Bringing Merb's provides/display into Rails 3

By David Heinemeier Hansson on December 26, 2008

The flow of Merb ideas into Rails 3 is already under way. Let me walk you through one of the first examples that I've been working on the design for. Merb has a feature related to Rails' respond_to structure that works for the generic cases where you have a single object or collection that you want to respond with in different formats. Here's an example:

class Users < Application

provides :xml, :json

def index
@users = User.all
display @users
end
end

This controller can respond to html, xml, and json requests. When running display, it'll first check if there's a template available for the requested type, which is often the case with HTML, and otherwise fallback on trying to convert the display object. So @users.to_xml in the result of a XML request.

The applications I've worked on never actually had this case, though. I always had to do more than just convert the object to the type or render a template. Either I needed to do a redirect for one of the types instead of a render or I need to do something else besides the render.
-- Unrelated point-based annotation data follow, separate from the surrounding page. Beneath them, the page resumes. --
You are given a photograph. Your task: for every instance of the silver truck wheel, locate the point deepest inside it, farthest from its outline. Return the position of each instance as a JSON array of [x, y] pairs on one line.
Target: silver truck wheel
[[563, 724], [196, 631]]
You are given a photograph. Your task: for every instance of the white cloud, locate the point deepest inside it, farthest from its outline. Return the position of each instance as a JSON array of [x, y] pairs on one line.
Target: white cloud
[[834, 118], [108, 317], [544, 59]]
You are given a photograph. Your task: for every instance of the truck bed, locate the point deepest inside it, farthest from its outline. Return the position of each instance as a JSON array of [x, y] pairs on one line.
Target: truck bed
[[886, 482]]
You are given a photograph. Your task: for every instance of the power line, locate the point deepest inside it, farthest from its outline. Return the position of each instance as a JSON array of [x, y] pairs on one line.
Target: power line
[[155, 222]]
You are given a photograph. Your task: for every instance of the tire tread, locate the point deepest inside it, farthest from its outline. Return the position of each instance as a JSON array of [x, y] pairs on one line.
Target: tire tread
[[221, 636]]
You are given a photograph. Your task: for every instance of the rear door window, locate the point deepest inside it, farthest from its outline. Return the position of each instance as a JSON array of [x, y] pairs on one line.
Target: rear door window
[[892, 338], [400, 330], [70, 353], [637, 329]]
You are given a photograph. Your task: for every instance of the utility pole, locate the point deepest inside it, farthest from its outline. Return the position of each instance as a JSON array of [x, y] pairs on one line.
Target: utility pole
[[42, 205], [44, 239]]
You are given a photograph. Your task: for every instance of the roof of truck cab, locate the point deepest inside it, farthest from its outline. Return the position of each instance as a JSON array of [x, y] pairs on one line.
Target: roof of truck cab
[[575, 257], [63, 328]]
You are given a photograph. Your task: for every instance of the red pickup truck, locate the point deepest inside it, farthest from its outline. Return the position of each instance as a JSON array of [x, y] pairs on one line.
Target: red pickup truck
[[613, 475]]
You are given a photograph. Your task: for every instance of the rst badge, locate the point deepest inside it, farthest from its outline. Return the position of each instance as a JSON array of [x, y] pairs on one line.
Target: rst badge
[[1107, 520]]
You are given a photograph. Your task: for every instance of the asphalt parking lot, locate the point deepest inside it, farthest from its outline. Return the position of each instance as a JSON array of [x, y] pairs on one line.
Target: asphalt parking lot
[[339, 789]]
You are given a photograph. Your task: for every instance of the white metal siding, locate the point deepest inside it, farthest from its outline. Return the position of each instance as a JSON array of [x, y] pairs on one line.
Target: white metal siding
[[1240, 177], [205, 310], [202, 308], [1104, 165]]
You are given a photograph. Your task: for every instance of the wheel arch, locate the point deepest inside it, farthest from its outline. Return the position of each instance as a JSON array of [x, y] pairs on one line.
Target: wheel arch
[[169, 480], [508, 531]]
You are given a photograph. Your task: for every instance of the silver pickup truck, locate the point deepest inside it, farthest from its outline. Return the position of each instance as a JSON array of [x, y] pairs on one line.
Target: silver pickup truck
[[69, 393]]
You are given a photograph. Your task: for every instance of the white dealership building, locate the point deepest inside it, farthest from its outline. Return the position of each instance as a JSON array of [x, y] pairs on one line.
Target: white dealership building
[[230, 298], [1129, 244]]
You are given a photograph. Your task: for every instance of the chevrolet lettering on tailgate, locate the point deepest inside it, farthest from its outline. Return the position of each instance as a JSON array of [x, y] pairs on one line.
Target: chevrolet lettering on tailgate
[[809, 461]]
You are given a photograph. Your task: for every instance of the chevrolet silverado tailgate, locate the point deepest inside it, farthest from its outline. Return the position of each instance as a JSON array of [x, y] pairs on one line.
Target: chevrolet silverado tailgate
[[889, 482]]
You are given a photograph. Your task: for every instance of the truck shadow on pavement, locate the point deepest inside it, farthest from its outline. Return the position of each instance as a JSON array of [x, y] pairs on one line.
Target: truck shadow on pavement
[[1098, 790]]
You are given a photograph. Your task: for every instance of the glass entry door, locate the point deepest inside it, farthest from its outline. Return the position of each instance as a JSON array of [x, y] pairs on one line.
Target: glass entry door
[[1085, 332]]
So I never got to spend much time with the default case that's staring you in the face from scaffolds:

class PostsController < ApplicationController

def index
@posts = Post.find(:all)

respond_to do |format|
format.html
format.xml { render :xml => @posts }
end
end

def show
@post = Post.find(params[:id])

respond_to do |format|
format.html
format.xml { render :xml => @post }
end
end
end

Cut duplication when possible, give full control when not
But the duplication case is definitely real for some classes of applications. And it's pretty ugly. The respond_to blocks are repeated for index, show, and often even edit. That's three times a fairly heavy weight structure. This is where the provides/display setup comes handy and zaps that duplication.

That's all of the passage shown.